BLOOD-splattered faces, fire twirlers and scantily-clad dancing girls were all part of the action at the cage fighting in North Albury on Saturday night.
And the promoter has vowed to come back to the Border, possibly by next February, despite a small turnout of about 1200 people who attended the Australian Fighting Championships at Bunton Park.
The number is less than half of what was expected.
The huge white circus tent had plenty of extra space and there were empty seats around the back.
Promoter Stephen Palmer said the exact number of ticket sales or the financial outcome weren’t known yet, but he expects to break even.
“We were expecting a bigger crowd,” he said.
But Mr Palmer said it hadn’t put them off the idea of returning to the border with the “Vegas style” production, adding: “We’ll be back”.
“We were very happy with the outcome of the show,” he said.
“The crowd was extremely well-behaved, with no trouble at all.”
The indebted North Albury Football Netball Club had been banking on a financial boost from hosting the cage fighting — a style of mixed martial arts that has been banned in Victoria.
Club president Mark Cronin said it would be a few weeks until the Hoppers knew whether it had run at a loss or not.

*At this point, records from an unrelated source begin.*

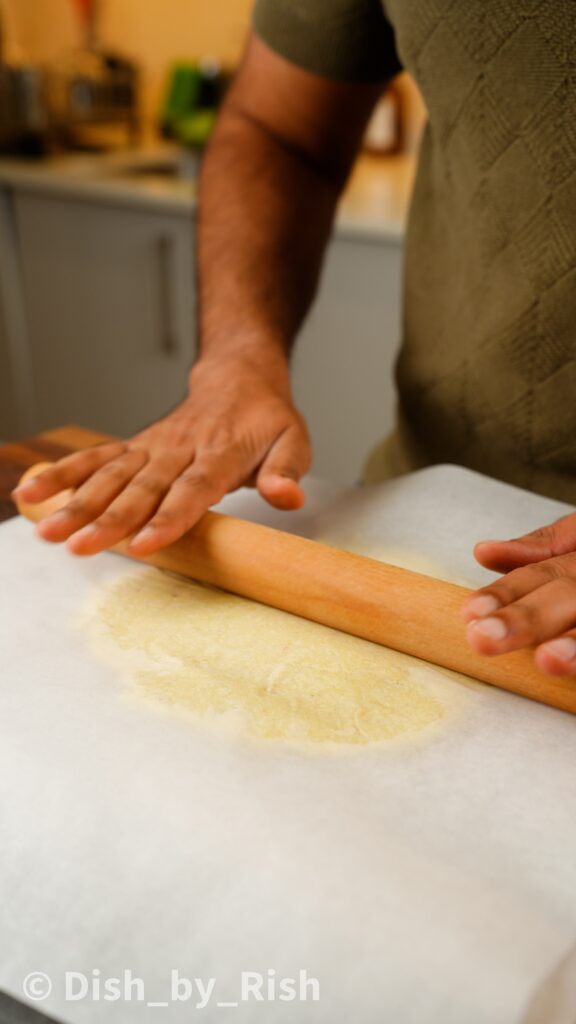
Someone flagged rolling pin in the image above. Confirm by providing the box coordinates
[18,463,576,714]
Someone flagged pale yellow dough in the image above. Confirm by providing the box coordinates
[88,569,454,744]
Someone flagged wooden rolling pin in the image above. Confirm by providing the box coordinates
[18,463,576,714]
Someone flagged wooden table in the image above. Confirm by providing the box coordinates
[0,425,111,522]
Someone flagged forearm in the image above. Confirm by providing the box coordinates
[198,99,341,370]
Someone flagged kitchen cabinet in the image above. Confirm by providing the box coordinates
[293,233,402,483]
[6,185,402,482]
[14,190,195,435]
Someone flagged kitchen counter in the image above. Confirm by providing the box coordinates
[0,143,416,241]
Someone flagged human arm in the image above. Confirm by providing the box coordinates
[11,37,381,554]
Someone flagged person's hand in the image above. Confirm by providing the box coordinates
[13,356,312,555]
[462,514,576,676]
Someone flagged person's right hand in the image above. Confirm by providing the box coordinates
[13,355,312,555]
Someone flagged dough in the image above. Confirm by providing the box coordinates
[89,569,455,744]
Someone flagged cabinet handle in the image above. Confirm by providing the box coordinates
[157,236,179,355]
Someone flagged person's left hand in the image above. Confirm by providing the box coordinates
[462,513,576,676]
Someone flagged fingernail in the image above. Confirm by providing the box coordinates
[70,522,99,541]
[541,637,576,662]
[128,526,156,548]
[470,618,508,640]
[466,594,501,618]
[41,509,70,525]
[10,476,33,495]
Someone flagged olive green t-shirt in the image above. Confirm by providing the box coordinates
[254,0,576,504]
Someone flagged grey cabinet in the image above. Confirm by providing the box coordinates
[6,187,402,482]
[293,234,402,483]
[13,190,195,436]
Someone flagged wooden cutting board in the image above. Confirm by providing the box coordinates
[0,424,113,522]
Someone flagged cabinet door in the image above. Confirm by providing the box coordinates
[293,234,402,483]
[14,193,195,436]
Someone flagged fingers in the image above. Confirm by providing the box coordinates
[256,424,312,510]
[68,451,188,555]
[475,513,576,572]
[126,459,231,556]
[534,630,576,676]
[461,577,576,654]
[12,441,127,505]
[462,552,576,676]
[36,450,147,544]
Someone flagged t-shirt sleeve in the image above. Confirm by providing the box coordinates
[252,0,402,82]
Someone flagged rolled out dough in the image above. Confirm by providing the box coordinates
[89,569,457,744]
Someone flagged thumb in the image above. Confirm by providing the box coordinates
[474,513,576,572]
[256,424,312,510]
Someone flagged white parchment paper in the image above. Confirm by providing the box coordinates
[0,467,576,1024]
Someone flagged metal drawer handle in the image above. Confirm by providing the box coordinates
[157,236,179,355]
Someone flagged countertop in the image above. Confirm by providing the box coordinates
[0,143,416,242]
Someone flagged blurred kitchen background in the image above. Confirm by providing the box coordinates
[0,0,424,482]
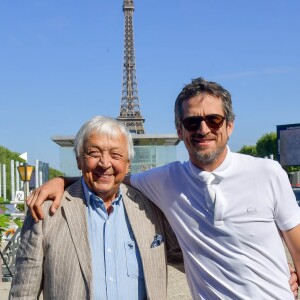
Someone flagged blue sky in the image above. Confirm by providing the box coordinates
[0,0,300,168]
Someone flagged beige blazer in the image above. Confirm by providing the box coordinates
[9,180,182,300]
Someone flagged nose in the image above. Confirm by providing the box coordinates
[98,155,111,169]
[197,120,211,135]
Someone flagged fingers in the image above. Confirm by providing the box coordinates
[26,188,47,222]
[50,197,61,215]
[289,263,299,299]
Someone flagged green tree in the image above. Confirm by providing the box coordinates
[238,145,257,156]
[256,132,278,160]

“We were disappointed in the crowd, but otherwise it went very well,” he said.
Those who did attend weren’t complaining.
The smoothly run event was streamed live on the internet, but that couldn’t beat being there.
Wodonga siblings Robert and Laurette Howe said it was definitely worth the $80 general admission tickets.
“I’ve never been to anything like this before,” Ms Howe said.
“There’s not enough things in the area and it’s really great that it went ahead.”
Paul Clapham drove up from Geelong with his sons, Syd, 8, and Ollie, 5, who are learning martial art Brazilian Jiu Jitsu.
He said he didn’t have a problem with them watching the cage fighting as it was “unbelievably safe”.
“I’m more worried about the dancers than the blood,” he said.
“They always have ring-girls, but that was a bit much.”
But Greg Hodgkin and Victoria Beswick, of Wodonga, wished they had brought their children along too.
“I reckon it’s the best thing that’s happened to the Border,” Mr Hodgkin said.
Ms Beswick said it had been well-run and she didn’t agree the Albury dancers weren’t child-friendly.
“It’s a great opportunity for local girls and it’s a wonderful opportunity to bring people to our community,” she said.